Blob-based data inclusion (EIP-4844) will decouple execution from settlement, with L2 choosing alternative DA solutions, further reducing the residual value of sorting and data storage over the past year.

But the main evidence in this direction is the decline in the share of MEV captured by L1 block proposers. In 2024, most MEV will be captured by searchers and relayers through systems like Flashbots, rather than Ethereum validators. Currently, 90% of Ethereum blocks are proposed through MEV-Boost, a substantial portion of which is processed by relays associated with Flashbots.

This does not yet consider applications like CoW Swap, which use solver networks to handle matching and execution off-chain, completely bypassing the public mempool and its associated MEV.

The second scenario heavily relies on the demand and transaction volume surge brought about by near-zero fees. It assumes that the abundance of cheap block space will lead to increased consumption rather than a deflationary effect.

Just as the decline in computation costs spurred the internet boom, the reduction in transaction fees will unlock new categories and use cases for applications. The main analogy here is that general-purpose computing and coordination layers are more akin to AWS or Linux, rather than HTTP. Ethereum and Solana are not just 'settling' transactions but supporting large-scale programmable state coordination.

As usage increases and cost barriers decrease, this support for trustless computational power becomes more valuable, not less. Low fees will not push value to zero; rather, they expand the addressable market for block space.

· Low fees > Increased network demand

· Increased network demand > Total fee revenue

Token valuation — what does this mean for my investments?

If there is one point to summarize, it is this: capital allocation will shift in ways that are unfamiliar to many since 2016/17.

Unfortunately, the Fat Protocol Thesis has implanted a false sense of L1 premium subsidized by hundreds of millions in venture capital. However, we are currently at a turning point in the value distribution curve, where the income of applications relative to the protocol layer is evident.

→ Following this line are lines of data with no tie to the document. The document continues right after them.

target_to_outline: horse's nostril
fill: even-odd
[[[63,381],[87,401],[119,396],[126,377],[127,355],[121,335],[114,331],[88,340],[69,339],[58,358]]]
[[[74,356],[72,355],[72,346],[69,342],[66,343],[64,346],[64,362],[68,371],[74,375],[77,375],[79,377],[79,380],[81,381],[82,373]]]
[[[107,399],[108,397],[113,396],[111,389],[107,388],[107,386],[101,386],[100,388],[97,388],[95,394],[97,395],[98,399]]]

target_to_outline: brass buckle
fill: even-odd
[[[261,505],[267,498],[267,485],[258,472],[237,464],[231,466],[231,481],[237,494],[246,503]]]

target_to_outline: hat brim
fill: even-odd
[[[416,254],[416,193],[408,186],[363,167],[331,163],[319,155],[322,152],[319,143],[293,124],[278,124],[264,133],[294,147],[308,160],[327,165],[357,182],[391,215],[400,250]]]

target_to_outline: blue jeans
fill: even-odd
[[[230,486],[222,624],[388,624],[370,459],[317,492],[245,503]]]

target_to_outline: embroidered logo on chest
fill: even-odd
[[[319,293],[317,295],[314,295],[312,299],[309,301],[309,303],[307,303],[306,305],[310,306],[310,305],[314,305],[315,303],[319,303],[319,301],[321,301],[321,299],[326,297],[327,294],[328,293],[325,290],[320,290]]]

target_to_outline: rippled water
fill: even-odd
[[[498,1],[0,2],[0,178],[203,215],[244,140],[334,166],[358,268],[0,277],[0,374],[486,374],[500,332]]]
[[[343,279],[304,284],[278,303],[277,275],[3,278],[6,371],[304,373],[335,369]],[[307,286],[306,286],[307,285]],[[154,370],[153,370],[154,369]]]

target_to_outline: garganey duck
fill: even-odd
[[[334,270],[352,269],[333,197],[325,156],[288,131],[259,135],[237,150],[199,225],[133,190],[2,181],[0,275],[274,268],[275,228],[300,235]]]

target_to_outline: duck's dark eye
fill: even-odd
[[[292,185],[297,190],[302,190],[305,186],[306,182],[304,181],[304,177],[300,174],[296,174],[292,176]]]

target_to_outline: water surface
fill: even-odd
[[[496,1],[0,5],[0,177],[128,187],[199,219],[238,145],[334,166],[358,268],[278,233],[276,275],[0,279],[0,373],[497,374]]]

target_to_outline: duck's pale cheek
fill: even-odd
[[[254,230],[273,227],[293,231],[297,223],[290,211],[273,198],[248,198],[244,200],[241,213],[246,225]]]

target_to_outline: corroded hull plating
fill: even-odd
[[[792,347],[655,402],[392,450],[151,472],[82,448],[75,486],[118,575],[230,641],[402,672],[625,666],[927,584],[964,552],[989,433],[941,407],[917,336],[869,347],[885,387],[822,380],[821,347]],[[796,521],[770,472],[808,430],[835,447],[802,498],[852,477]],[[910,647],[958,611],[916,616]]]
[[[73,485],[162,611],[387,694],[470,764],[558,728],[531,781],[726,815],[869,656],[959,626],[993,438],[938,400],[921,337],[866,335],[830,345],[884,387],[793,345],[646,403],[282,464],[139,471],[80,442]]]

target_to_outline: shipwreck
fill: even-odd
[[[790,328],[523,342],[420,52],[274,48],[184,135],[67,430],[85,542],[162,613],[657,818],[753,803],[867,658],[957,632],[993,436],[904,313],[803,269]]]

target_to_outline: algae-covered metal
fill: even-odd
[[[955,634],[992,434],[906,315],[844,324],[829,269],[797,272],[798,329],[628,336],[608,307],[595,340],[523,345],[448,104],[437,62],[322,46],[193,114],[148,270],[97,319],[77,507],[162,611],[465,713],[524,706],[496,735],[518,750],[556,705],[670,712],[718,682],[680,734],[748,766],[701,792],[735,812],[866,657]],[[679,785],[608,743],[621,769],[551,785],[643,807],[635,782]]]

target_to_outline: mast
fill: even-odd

Fat Application Thesis > Fat Protocol Thesis

In terms of L1 valuation, we have abused the narrative to the point where these tokens can no longer maintain their prices after TGE. Hundreds of millions in financing and billion-dollar valuations before mainnet launch have become the norm for L1/L2. A common trend among most new protocols is: prices only fall, not rise.

This does not mean that infrastructure will become irrelevant; however, the signs of market maturation are evident. Yet, the transactions of L1/L2 have saturated. The sentiment of low throughput and high FDV reflects this. The FDV of newly launched L1s is several orders of magnitude higher than in the previous cycle. Monad, Bera, and Story Protocol all raised nine-figure funding before launch, while Solana raised only $45 million (including public token sales).

The next cycle will not be led by chains competing to reach 100,000 TPS. It will be driven by focused and composable applications that prioritize usage over architecture and sustainability over speculative hype. The winners will be those applications closest to the source of demand.